James Gary Blaney (October 17, 1938 – October 18, 2020) was a retired major general in the National Guard of the United States and former Adjutant General of Wisconsin.

== Early life and education ==
Blaney was born in Ontario, Canada and attended high school in Kendall, Wisconsin. He earned a B.S. degree in physical education from the University of Wisconsin–La Crosse in 1964 and then an M.S. degree in education in 1969. Blaney later graduated from courses at the United States Army Command and General Staff College in 1979 and the United States Army War College in 1984.

== Military career ==
Blaney originally enlisted in the military in 1960. He was commissioned an officer on July 7, 1963. He was a commandant at Camp Williams and also a colonel with the 32nd Infantry Brigade Combat Team.
Blaney became Adjutant General of Wisconsin in August 1997 and was promoted to major general on September 30, 1997.

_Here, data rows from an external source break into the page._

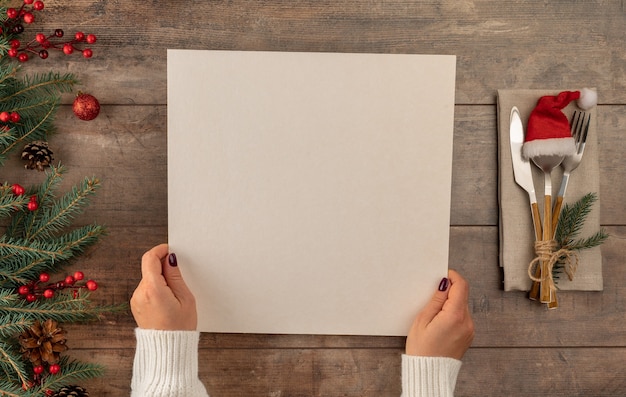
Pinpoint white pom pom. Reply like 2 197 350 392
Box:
576 88 598 110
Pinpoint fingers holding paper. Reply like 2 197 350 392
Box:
406 270 474 360
130 244 198 330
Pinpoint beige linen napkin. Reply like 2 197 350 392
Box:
498 89 602 291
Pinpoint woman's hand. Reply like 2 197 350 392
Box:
130 244 198 331
406 270 474 360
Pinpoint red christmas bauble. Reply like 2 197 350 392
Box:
11 183 26 196
72 92 100 121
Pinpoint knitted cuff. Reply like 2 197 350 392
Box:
131 328 207 397
402 354 461 397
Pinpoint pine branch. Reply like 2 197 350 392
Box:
569 229 609 250
556 193 597 247
0 225 106 286
25 172 100 240
0 376 33 397
0 340 28 384
0 314 32 338
0 291 114 323
0 72 78 103
34 357 104 392
0 183 29 217
0 100 58 161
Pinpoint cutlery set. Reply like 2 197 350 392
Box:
509 89 595 309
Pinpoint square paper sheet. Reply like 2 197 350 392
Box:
167 50 456 335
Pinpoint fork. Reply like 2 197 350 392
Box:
529 111 591 302
552 111 591 238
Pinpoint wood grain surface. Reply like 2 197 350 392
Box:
3 0 626 397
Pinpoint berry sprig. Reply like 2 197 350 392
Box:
17 271 98 302
0 0 97 62
11 183 39 211
27 364 61 386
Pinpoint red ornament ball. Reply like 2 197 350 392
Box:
27 200 39 211
48 364 61 375
85 280 98 291
39 273 50 283
11 183 26 196
72 92 100 121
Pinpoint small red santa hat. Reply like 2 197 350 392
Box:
522 91 580 158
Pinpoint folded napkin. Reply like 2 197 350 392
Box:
498 89 602 291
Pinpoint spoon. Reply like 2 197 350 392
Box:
532 155 565 308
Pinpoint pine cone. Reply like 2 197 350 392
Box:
52 386 89 397
19 319 68 366
22 141 54 171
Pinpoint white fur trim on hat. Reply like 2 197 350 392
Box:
522 137 576 159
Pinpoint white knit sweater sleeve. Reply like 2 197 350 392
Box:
131 328 208 397
402 354 461 397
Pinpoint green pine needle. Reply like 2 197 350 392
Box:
0 50 111 397
553 193 609 281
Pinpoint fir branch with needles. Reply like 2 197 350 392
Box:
553 193 609 280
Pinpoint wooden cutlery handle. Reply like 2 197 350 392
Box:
539 194 553 303
528 203 543 300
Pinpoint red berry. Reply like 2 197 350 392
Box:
22 12 35 23
26 201 39 211
85 280 98 291
11 183 26 196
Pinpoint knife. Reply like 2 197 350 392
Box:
509 106 542 300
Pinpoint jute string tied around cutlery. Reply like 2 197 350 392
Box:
498 87 603 291
528 240 578 291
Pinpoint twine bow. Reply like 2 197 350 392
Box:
528 240 578 291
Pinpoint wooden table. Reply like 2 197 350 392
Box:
13 0 626 396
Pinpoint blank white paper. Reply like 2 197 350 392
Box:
167 50 456 335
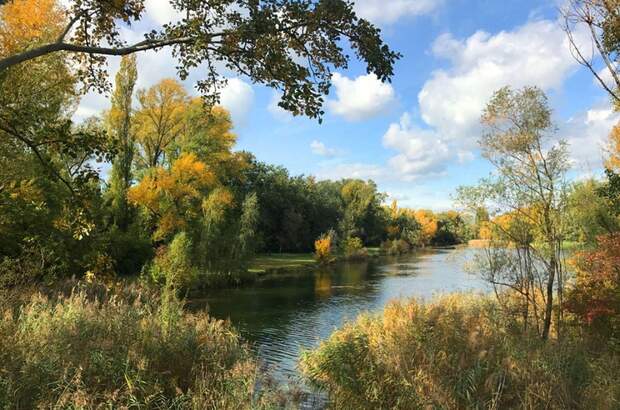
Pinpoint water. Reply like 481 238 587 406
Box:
194 249 484 388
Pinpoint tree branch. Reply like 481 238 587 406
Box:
0 37 195 71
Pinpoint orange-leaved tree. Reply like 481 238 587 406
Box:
567 233 620 337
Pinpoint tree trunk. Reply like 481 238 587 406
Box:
542 255 557 340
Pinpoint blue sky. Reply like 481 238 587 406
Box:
76 0 620 210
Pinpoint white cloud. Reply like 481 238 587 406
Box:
383 113 453 181
310 140 338 158
559 106 620 172
144 0 183 25
384 20 578 180
418 20 577 146
316 163 386 181
327 73 395 121
355 0 443 24
220 78 254 126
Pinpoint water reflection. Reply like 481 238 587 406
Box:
198 249 484 380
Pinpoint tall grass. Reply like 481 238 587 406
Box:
0 284 276 409
301 295 620 409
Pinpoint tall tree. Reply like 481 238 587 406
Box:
0 0 400 117
136 78 189 169
107 55 138 231
562 0 620 107
459 87 569 339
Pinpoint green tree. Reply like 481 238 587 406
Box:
0 0 400 117
107 56 138 231
459 87 569 339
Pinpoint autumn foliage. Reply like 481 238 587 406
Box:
568 233 620 332
314 234 334 263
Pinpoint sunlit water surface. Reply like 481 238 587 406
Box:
193 248 485 390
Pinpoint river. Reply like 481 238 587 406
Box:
194 248 485 390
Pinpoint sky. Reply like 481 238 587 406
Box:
75 0 620 210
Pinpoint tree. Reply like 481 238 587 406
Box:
567 233 620 342
340 179 385 241
0 0 400 117
414 209 438 246
107 56 138 231
459 87 569 339
136 78 189 169
566 179 618 245
562 0 620 107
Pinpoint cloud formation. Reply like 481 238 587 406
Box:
220 78 254 126
384 20 578 180
327 73 396 121
355 0 443 25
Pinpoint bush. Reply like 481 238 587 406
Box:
381 239 411 255
342 237 368 260
567 233 620 340
314 231 336 264
0 291 276 409
149 232 198 288
301 296 620 409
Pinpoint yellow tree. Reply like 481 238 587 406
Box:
128 154 216 241
135 79 189 168
605 124 620 173
0 0 65 56
170 98 246 178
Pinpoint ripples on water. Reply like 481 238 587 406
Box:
191 249 484 406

Awards Blaney has received include the Distinguished Service Medal, the Legion of Merit, the Meritorious Service Medal with three oak leaf clusters, the Army Commendation Medal, the Army Reserve Components Achievement Medal with oak leaf cluster, the National Defense Service Medal with service star, the Armed Forces Reserve Medal with gold hourglass device, the Army Service Ribbon, and the Army Reserve Components Overseas Training Ribbon.

== Personal ==
Blaney was the son of Alexander F. Blaney and Ethel (O'Rourke) Blaney. He had a brother and two sisters.

Blaney married Ramona Kane in Woodstock, Illinois on April 26, 1991. His civilian occupation was as a physical education instructor and he had two sons.

Blaney and his wife lived in Oconomowoc, Wisconsin after his retirement. He died in Jefferson, Wisconsin in 2020.